Before I begin, I want to be clear with you as to why I have re-entered analysis. The truth is, what I was doing stopped working for me. I was in analysis almost fifteen years ago following the suicide of one of my brothers, an event that acted as a trigger or catalyst for stuff I had long repressed, bits and pieces of my life I had forgotten about as I went about my life as a husband, father, teacher, and coach. My life back then began to come apart at the seams and I found myself entertaining suicidal thoughts in an attempt to escape the flood of images and memories. Those images and memories revealed a lot of childhood abuse which included an incident of being sexually abused as a teenager, several incidences of physical abuse, and a fair bit of emotional/mental abuse. It seemed like a lot to deal with but after a semester off from teaching, I was able to return to teaching with a decent level of balance.
With the death of my mother last fall, the floodgates opened further revealing significantly more incidences of sexual abuse, from different people beginning somewhere around the age of six or seven. Some of the sexual abuse happened over an extended period of time. Overwhelmed, I decided to return to analysis in order to deal with all the memories that were presenting themselves in a way which would allow me to avoid becoming a victim of the memories. The work of analysis isn’t about erasing the abuse, it is about responding to the knowledge of the abuse in a way that allows one to grow passed the abuse, becoming stronger in the process.

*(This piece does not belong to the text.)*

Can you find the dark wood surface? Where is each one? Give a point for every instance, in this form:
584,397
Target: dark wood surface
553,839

As I engaged in this morning’s analytical session I was surprised by the process. I have counselled as a therapist for a long time and I have been through the process of being counselled, so I shouldn’t have been surprised. Regardless of whether one has been counselled in the past, each time one enters into a new counselling (therapeutic) relationship, some basic work needs to take place, work that is about getting information flowing in both directions. You have to do all the foundational work before heading into the work of analysis (depth psychology). I had already skipped this part in my mind since this was a not a new process as a person being counselled or as counsellor; I was skipping the foundational work assuming that I would be diving head first off the 10 metre diving board as soon as the first session started. When my analyst then began with the beginning I was surprised, and relieved. My guide knew what he was doing and I began to relax and become more present in the moment.

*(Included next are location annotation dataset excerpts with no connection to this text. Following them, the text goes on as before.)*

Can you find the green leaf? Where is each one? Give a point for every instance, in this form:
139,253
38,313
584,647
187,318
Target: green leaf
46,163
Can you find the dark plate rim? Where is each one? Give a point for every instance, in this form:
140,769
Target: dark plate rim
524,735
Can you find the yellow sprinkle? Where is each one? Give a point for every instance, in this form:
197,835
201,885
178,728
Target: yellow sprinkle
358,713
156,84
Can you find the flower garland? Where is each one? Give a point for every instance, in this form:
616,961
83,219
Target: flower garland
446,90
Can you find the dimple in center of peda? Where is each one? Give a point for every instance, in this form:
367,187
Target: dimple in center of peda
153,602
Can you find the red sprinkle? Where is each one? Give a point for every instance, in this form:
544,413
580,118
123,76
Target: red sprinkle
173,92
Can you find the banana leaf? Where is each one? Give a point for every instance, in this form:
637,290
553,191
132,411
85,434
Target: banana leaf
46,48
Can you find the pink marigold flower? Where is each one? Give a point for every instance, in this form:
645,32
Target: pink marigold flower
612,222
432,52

I want to bring something here that I hope will be of some use – in the days and hours leading up to this first session, I was worried by quite a few things: Would the analyst want to continue working with me? Would I give him the right answers to his questions? Will I become silent and hide my words because of my shame? Will the analyst think less of me because of what he hears? These questions and more tortured me and sleep was hard to come by and never long enough to be actually restful. My body was in revolt and every part of me began to ache. Of course, all of this was in my head and had nothing to do with the reality of being in an analytical session.
As a therapist, it was good for me to re-experience the angst of a person entering into therapy so as remind me of what each of the people who begin their work with me would be experiencing. That knowledge allows the therapist to effectively create the therapeutic container that will keep both the therapist and the client safe. Doing the work of building that container is a joint effort that grows out of the initial dialogues between the analysand and the analyst. And now, looking back at this morning’s session, I see that our beginning work has done just exactly that. And so, I find myself relieved that I have chosen my guide wisely and have good hopes for the analytical journey that has just begun.